Abstract

This paper focuses on the optimal design of an active debris removal mission. A cluster of debris orbiting in sun-synchronous orbit is considered. A numerical score is associated with each debris on the basis of its level of threat. The mission goal is to maximize the cumulative score of the removed debris, while meeting operational constraints on both the total mission ΔV and time. The optimization problem, that is equivalent to a Time-Dependent Orienteering Problem, is formulated in the paper as a search problem on a graph and solved by A*, an optimal tree search algorithm. Three admissible heuristics for enhancing A* performance on the ADR mission design problem are derived in the paper as the exact solutions of relaxed versions of the original combinatorial problem. Their effectiveness is assessed on missions of increasing dimension and complexity, and compared with that of a commercial branch-and-bound solver on an original 0–1 integer linear programming formulation of the problem.

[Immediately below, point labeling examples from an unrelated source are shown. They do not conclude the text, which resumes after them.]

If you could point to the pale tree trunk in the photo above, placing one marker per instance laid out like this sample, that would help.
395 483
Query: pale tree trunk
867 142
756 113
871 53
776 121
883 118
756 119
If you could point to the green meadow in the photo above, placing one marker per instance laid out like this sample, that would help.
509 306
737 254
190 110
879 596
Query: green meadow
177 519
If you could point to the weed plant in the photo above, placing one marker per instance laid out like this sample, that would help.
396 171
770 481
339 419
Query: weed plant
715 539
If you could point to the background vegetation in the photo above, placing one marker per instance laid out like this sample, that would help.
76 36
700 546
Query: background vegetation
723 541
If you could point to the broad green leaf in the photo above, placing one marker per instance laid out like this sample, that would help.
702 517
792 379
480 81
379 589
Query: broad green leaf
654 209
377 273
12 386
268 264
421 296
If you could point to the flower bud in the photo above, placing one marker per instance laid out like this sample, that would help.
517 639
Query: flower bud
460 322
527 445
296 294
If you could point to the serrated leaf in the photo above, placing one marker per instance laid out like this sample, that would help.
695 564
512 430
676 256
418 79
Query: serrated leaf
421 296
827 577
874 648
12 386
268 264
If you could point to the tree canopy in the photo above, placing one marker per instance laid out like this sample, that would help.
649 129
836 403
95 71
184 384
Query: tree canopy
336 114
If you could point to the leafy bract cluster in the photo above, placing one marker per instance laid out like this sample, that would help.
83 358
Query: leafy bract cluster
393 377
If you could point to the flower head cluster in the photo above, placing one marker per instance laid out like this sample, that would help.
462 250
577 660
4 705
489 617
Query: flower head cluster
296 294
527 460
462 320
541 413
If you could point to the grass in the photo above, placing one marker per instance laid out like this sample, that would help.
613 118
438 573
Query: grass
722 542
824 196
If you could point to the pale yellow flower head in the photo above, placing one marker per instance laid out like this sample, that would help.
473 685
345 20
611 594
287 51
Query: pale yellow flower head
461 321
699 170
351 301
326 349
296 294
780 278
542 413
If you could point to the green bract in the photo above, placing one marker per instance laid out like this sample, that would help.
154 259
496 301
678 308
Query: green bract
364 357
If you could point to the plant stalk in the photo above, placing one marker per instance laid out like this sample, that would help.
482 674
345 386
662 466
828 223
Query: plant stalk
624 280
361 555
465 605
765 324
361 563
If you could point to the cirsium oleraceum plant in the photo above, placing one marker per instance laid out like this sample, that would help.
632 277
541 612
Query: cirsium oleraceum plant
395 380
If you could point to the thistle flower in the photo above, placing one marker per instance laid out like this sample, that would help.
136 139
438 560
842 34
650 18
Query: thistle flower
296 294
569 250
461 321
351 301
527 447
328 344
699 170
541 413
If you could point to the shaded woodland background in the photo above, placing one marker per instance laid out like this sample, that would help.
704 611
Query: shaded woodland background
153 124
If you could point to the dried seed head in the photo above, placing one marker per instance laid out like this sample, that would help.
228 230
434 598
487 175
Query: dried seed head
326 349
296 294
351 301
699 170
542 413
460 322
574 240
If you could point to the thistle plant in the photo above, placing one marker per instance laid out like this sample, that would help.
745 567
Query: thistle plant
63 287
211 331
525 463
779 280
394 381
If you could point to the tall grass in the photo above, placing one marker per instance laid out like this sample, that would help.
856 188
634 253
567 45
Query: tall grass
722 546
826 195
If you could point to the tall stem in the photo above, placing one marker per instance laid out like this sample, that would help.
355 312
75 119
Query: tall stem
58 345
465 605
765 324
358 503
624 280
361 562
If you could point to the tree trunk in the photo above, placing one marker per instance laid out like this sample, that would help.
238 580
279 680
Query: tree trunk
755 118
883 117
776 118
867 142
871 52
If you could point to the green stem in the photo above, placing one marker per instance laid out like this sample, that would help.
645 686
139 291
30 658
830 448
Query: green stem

A fast-computation near-optimal transfer strategy, which cleverly exploits the J2 perturbation to achieve the correct alignment between the orbital planes, is used to pre-calculate the ΔV spent by the spacecraft to move between any pair of debris on a discrete grid of departure/arrival epochs. Numerical results are presented for a 21-debris cluster, by analyzing the effect of the debris score distribution, of the total mission time, and of the maximum transfer duration on the computational time required by the different algorithms to optimally solve the problem.